A newly granted Apple patent (number 10,572,072) for “depth-based touch detection” shows the company still has big plans for ARKit, the rumored “Apple Glasses,” and augmented reality/virtual reality on its iOS, iPadOS, and perhaps macOS devices.
ARKit allows developers to tap into the latest computer vision technologies to build detailed virtual content on top of real-world scenes for interactive gaming, immersive shopping experiences, industrial design and more.
As for Apple Glasses, such a device will arrive this year, next year, or 2021, depending on which rumor you believe. It may or may not have to be tethered to an iPhone to work. Other rumors say that Apple Glasses could have a custom-build Apple chip and a dedicated operating system dubbed “rOS” for “reality operating system.”
In the patent info, Apple says that detecting when and where a user’s finger touches a real environmental surface can enable intuitive interactions between the user, the environment, and a hardware system (e.g., a computer or gaming system). Using cameras for touch detection has many advantages over methods that rely on sensors embedded in a surface (e.g., capacitive sensor).
What’s more, some modern digital devices like head-mounted devices (HMD) and smart phones are equipped with vision sensors–including depth cameras. Current depth-based touch detection approaches use depth cameras to provide distance measurements between the camera and the finger and between the camera and the environmental surface.
One approach requires a fixed depth camera setup and cannot be applied to dynamic scenes. Another approach first identifies the finger, segments the finger, and then flood fills neighboring pixels from the center of the fingertip so that when sufficient pixels are so filled, a touch is detected.
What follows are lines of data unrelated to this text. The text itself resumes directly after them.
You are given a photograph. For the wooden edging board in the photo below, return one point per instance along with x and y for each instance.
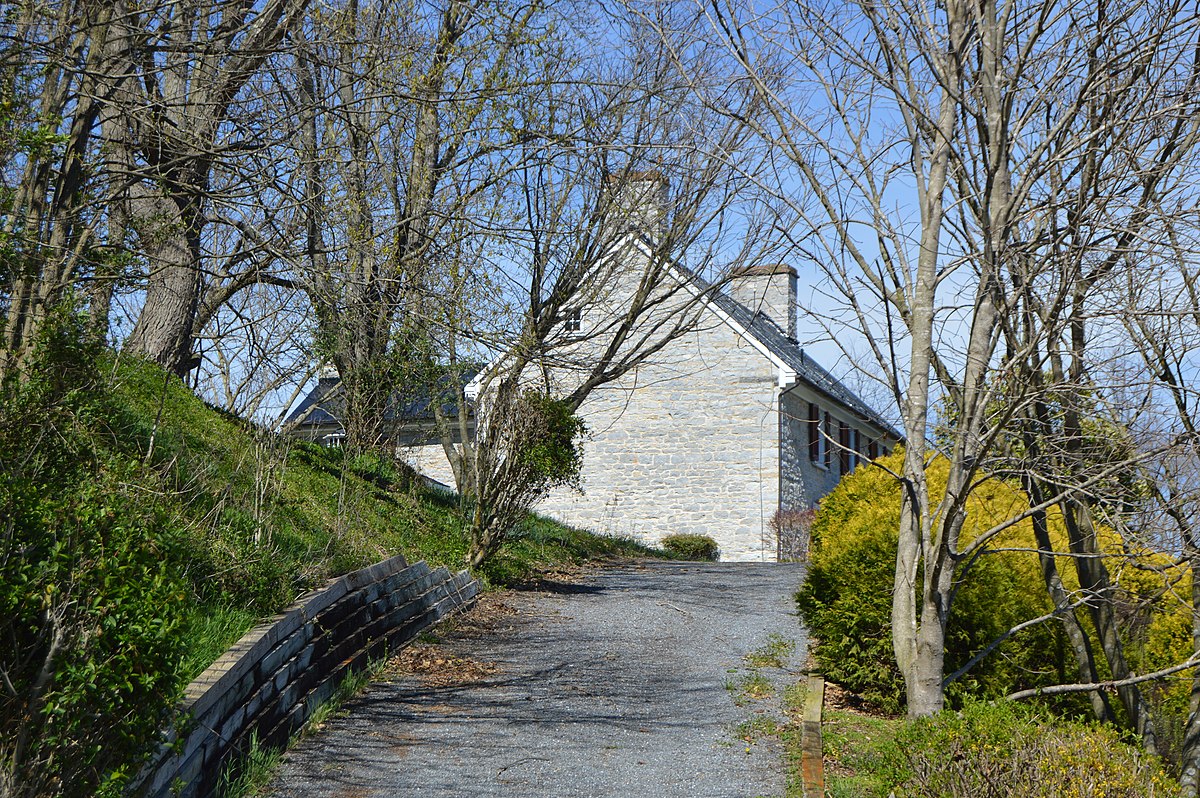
(811, 756)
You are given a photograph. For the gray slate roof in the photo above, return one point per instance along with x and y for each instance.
(769, 335)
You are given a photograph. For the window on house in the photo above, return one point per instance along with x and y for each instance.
(826, 449)
(845, 462)
(814, 432)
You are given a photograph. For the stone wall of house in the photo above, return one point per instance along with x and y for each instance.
(693, 450)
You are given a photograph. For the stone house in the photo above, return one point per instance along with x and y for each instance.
(727, 425)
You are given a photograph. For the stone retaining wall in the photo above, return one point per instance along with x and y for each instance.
(269, 683)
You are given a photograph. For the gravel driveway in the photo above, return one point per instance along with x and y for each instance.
(629, 683)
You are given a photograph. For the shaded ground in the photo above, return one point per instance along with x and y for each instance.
(627, 684)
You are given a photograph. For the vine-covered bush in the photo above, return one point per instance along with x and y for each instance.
(91, 588)
(846, 600)
(694, 547)
(1000, 750)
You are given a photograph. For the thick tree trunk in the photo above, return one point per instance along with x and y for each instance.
(1189, 753)
(169, 235)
Apple says that, however, because this approach does not account even consider normalizing pixel depth-data, it can be” quite error prone.”Apple thinks it can do better
Here’s a summary of the patent: “Systems, methods, and computer readable media to improve the operation of detecting contact between a finger or other object and a surface are described. In general, techniques disclosed herein utilize a depth map to identify an object and a surface, and a classifier to determine when the object is touching the surface
“A measure of the object’s ‘distance’ is made relative to the surface and not the camera(s) thereby providing some measure of invariance with respect to camera pose. The object-surface distance measure can be used to construct an identifier or ‘feature vector’ that, when applied to a classifier, generates an output indicative of whether the object is touching the surface. The classifier may be based on machine learning and can be trained off-line before run-time operations are commenced. In some embodiments, temporal filtering may be used to improve surface detection operations.”